The founder and MD of GMG, Craig Nichol, believes graphene aluminium-ion batteries can address many of the issues surrounding the production of lithium-ion batteries, while also offering longer life and much faster charging capability.
“It will take us a while to reach manufacturing scale but we are working on getting our battery technology into the market as fast as we can.”
GMG forms graphene powder directly from methane in natural gas, and the powder is compressed into pellet form. It is then implanted with aluminium ions inserted in performations within graphene planes using nanotechnology developed in partnership with the University of Queensland.
Mr Nichol said the process is more cost effective and environmentally friendlier than the traditional method of forming graphene. Another advantage is that hydrogen is produced as a by-product of the process, and could be used to power fuel cell electric vehicles (FCEVs).
“Mining is resource intensive and it isn’t conducted in a way that is environmentally effective.
“With our technology, we simply have graphene and aluminium, and at the end of the battery’s life the aluminium is recycled, and the graphene reused.” He added that the process is virtually emissions-free. Even aluminium mining is becoming less intensive, thanks to new processes pioneered by Rio Tinto.
“The (auto) manufacturers we’ve been talking with want to understand.…what we’re able to offer because it has the opportunity to change the whole (electric vehicle) space,” he added.
With this new battery, the ‘pack’ wouldn’t necessarily need to be in one place; it can be sited in multiple parts of the car to distribute weight more evenly.

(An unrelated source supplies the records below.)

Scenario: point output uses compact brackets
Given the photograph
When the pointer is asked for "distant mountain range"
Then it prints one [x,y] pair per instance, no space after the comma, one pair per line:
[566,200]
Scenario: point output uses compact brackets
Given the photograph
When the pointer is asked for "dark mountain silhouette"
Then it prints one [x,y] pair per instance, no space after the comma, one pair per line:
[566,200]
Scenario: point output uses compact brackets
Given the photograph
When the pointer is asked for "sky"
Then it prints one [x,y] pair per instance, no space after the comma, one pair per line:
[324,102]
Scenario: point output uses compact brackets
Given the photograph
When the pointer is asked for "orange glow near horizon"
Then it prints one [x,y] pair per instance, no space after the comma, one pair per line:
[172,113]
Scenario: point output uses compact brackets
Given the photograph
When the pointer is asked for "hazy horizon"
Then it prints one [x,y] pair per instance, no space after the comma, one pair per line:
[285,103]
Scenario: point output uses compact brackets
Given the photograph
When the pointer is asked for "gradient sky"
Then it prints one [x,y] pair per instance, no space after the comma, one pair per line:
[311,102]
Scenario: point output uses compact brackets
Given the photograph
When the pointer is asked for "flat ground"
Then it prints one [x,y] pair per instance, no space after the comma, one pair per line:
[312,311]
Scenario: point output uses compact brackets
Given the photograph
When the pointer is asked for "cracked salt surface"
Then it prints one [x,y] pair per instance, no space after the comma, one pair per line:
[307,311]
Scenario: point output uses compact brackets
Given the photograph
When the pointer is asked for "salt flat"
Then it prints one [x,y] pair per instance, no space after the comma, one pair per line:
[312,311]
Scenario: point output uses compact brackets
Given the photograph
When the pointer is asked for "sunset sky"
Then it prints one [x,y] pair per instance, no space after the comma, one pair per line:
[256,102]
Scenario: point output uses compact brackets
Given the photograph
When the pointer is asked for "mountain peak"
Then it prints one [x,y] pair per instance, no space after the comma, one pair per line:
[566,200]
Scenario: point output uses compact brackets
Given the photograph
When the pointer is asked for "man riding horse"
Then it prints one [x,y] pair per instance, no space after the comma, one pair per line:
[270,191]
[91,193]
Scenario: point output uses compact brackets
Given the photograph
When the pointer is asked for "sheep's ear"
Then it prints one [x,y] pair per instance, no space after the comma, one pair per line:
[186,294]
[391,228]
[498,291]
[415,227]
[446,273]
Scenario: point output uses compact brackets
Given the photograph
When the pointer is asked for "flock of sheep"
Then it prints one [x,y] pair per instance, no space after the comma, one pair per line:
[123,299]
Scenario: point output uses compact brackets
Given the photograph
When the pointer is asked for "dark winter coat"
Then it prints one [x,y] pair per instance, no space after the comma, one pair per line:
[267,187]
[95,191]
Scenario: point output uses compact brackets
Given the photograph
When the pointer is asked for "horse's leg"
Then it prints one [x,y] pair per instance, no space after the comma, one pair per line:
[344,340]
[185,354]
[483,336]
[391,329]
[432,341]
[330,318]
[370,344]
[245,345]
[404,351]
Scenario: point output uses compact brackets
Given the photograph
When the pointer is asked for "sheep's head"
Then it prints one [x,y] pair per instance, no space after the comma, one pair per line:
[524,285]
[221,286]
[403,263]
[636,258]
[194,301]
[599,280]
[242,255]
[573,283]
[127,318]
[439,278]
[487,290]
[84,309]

Moreover, the technology means manufacturers can use direct drive DC motors. AC motors consume more power than they need because the chemistry offered by lithium-ion batteries means they need to be manufactured as an AC pack.
GMG will start producing small coin-sized batteries from next year that charge as quick as a supercapacitor, within seconds, before moving to automotive ‘pouch pack’ units in 2024. Mr Nichols said that with a less intensive material base and lower overall weight the batteries produced by GMG will be more cost-effective than those available currently.
“Not only is there a lower material cost with our batteries but they’re also a lot cheaper to put together.” The battery operates at all temperatures so doesn’t need heating or cooling systems, saving significantly on battery pack weight.
“It’s early days” he said “but having three times the energy density means an EV could travel three times further”. EVs could be considerably lighter, enhancing range with smaller battery packs.
“The ability to fast charge and to last three to five times as long as a lithium-ion battery is also very important for people considering an EV.”
GMG is listed on the TSX Venture exchange in Canada with a market cap of approximately $300m. Graphene technology has myriad other uses that the company is also exploiting.